Go confidently in the direction of your dreams. Live the life you imagined.-Henry David Thoreau.

That’s easy for Thoreau to say. Writers are good at two things. One is observation, looking into the abyss as Thomas Mann once said, and writing of the human condition based on those observations. The other is giving advice, based on the writers observations coupled with experience. Readers based on their observations and experience can agree or disagree.

The quote by Thoreau above, though well-meaning, I am sure, does a century and a half later, sound like pop psychology, something Thoreau would have no knowledge of tucked away in Walden Pond. But much of pop psychology is built around follow your dreams.

Go confidently in the direction of your dreams. We all have dreams, some pursue them relentlessly, some fruitlessly, others, however, prefer the dream to reality, for many personal and psychological reasons. The dream is always easy, the chase always hard.

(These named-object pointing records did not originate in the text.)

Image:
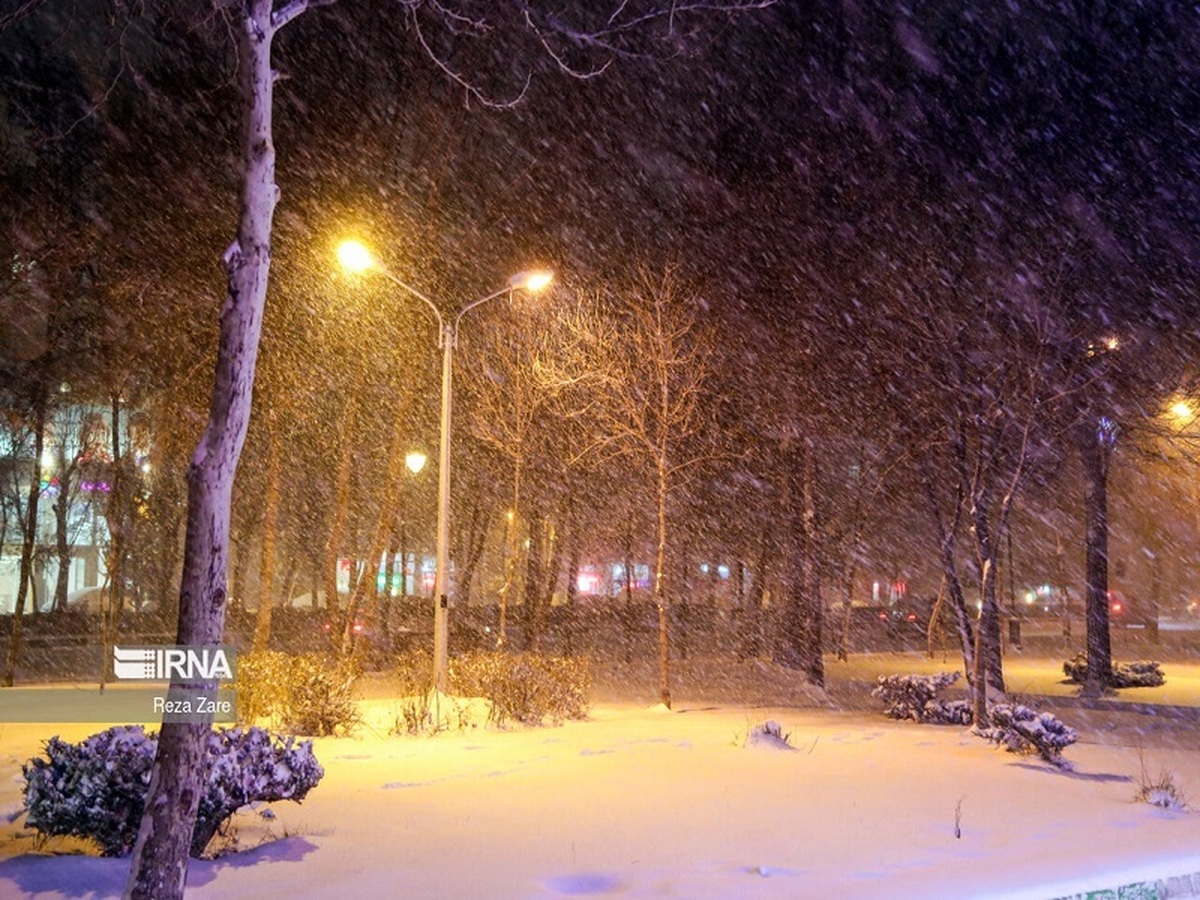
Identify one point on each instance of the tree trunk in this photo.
(810, 576)
(573, 581)
(61, 537)
(270, 531)
(534, 613)
(117, 519)
(798, 646)
(1095, 455)
(513, 519)
(989, 684)
(367, 588)
(341, 514)
(660, 597)
(159, 869)
(25, 569)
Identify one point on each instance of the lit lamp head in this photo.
(533, 280)
(415, 461)
(354, 257)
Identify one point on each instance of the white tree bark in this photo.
(159, 869)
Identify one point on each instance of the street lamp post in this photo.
(355, 257)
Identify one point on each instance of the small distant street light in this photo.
(357, 258)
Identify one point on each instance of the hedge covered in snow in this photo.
(915, 696)
(1021, 730)
(96, 789)
(1139, 673)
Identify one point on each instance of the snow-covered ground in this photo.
(641, 802)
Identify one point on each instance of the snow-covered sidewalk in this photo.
(642, 802)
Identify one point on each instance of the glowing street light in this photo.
(357, 258)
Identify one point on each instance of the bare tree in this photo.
(160, 856)
(647, 358)
(509, 405)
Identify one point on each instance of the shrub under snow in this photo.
(915, 696)
(1021, 730)
(96, 789)
(1139, 673)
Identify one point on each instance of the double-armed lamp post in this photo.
(357, 258)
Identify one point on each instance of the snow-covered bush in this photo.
(915, 696)
(96, 789)
(311, 694)
(1161, 791)
(769, 735)
(1021, 730)
(1139, 673)
(525, 688)
(414, 673)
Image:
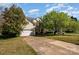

But Thoreau does not promise success. He merely says to go in the direction, to follow your dreams down the yellow brick road. Pursuing a writing career is like pursuing an acting career. One always hears about movie stars and the money they make. But the Screen Actors Guild will tell you the truth, that being that the vast majority of actors make a yearly income below the poverty level. The same is true of writers. For every Stephen King, there are one million struggling writers, none of whom can achieve his success. Most writers are poor, have real jobs, only going confidently in their spare time. But all struggling actors and writers either continue to pursue their dream, or decide to get off the yellow brick road, returning to a Kansas reality.

Live the life you imagined. Sounds again like pop psychology and something I have often heard before under the guise of ‘if you act the part, soon you will be the part.’ If you act like a writer for instance, in other words, writing every day, whether you want to or not, accepting rejection everyday, whether you like it or not, then by positive thinking and believing you will become what you imagine.

Live the life you imagined worked for director Steven Spielberg and it also worked for Ed Wood (Plan 9 From Outer Space). They both achieved fame. Wood’s came from making the best ‘worst movie of all time,’ but I admire Wood more because he truly lived the life, and did so doggedly, in the Thoreau way. 

Better for writers not to dream of Stephen King type success, just write as you imagine and hope you don’t write the best ‘worst book of all time,’ unless of course that is the life you imagined.